North Korea made a key step in its nuclear weapons program by test-launching a ballistic missile from a submarine, but South Korea on Monday called the test "very serious and concerning" and urged Pyongyang to immediately stop developing submarine-launched ballistic missiles (SLBMs), which it said hindered regional security.
"[South Korea] will completely sever the chain of provocations by mercilessly dealing with any provocations," South Korean Defense Minister Han Min-koo said in an emergency security meeting held on Monday to discuss the latest test, the Yonhap news agency reported.
"Retribution for provocations is an order from the people," Han said. "Our military will stand with solid military readiness and make flat-out efforts for citizens to lead their everyday lives at ease."
Kim Min-seok, spokesman for South Korea's defense ministry, on Monday urged North Korea to immediately stop developing SLBMs "which hinder the stability of the Korean peninsula and Northeast Asia."
A South Korean defense official said separately that North Korea could develop a fully operational submarine with ballistic missiles within two or three years.

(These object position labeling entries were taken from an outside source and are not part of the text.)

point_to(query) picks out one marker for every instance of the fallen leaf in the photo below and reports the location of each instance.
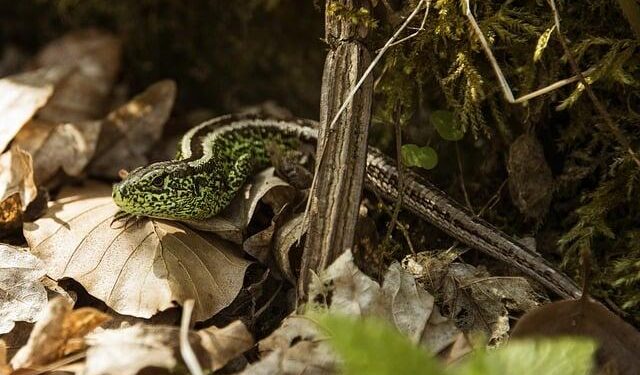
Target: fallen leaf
(58, 146)
(128, 350)
(298, 346)
(136, 268)
(345, 289)
(22, 95)
(11, 215)
(94, 58)
(286, 238)
(618, 342)
(233, 221)
(16, 176)
(59, 332)
(225, 344)
(475, 299)
(23, 297)
(129, 132)
(411, 305)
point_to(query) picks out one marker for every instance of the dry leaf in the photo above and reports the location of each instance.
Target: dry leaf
(286, 238)
(22, 95)
(619, 342)
(94, 57)
(298, 346)
(58, 146)
(136, 268)
(129, 132)
(475, 299)
(129, 350)
(351, 291)
(233, 221)
(59, 332)
(16, 176)
(225, 344)
(410, 304)
(11, 215)
(23, 297)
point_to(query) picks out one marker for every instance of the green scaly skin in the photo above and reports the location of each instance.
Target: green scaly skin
(213, 162)
(215, 159)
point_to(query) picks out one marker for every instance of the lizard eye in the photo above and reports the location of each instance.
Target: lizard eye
(157, 181)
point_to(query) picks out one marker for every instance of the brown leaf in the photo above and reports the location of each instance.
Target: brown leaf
(225, 344)
(22, 95)
(411, 305)
(23, 297)
(286, 238)
(129, 132)
(136, 268)
(233, 221)
(94, 58)
(16, 176)
(297, 347)
(58, 146)
(475, 299)
(128, 350)
(348, 290)
(619, 342)
(59, 332)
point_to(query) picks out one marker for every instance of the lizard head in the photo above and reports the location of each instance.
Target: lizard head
(161, 190)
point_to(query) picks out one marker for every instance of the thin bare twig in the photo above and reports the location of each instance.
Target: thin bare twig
(419, 29)
(350, 97)
(462, 184)
(506, 89)
(617, 133)
(398, 135)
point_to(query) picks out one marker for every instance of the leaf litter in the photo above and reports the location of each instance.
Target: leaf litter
(59, 122)
(138, 268)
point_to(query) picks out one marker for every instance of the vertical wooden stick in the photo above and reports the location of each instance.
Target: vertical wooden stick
(335, 197)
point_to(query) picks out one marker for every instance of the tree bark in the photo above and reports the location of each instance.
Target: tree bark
(342, 148)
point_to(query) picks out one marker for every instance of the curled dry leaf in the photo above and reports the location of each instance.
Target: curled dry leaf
(58, 146)
(22, 95)
(411, 305)
(16, 176)
(137, 268)
(59, 332)
(298, 346)
(232, 223)
(23, 297)
(401, 301)
(346, 289)
(94, 58)
(472, 296)
(129, 350)
(129, 132)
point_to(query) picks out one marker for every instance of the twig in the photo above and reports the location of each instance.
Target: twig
(419, 29)
(398, 135)
(186, 350)
(349, 98)
(596, 102)
(462, 184)
(506, 89)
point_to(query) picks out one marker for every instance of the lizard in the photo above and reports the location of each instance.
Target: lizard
(215, 158)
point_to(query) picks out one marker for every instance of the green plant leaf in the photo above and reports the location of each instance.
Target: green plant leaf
(371, 346)
(416, 156)
(446, 125)
(560, 356)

However, experts believe that North Korea remains years away from developing a missile system or submarine which could threaten its sworn enemy the United States. "They need to build a new, bigger submarine," said Yang Uk, a senior research fellow at the Korea Defence and Security Forum and a policy adviser to the South Korean navy. North Korea is technically still at war with the South after their 1950-53 conflict ended in a truce, not a peace treaty, and regularly threatens the United States, the South's biggest ally, with destruction.
"While North Korea's submarines are not especially effective, the challenge of finding even a small number of specific submarines armed with missiles would be quite a challenge," said Jeffrey Lewis of the California-based Monterey Institute of International Studies. Like much of North Korea's arsenal, its fleet of around 70 submarines is based mainly on ageing, Soviet-era technology.
North Korea had been expected to be working on an SLBM, but the speed with which it conducted an apparently successful test launch caught many observers by surprise.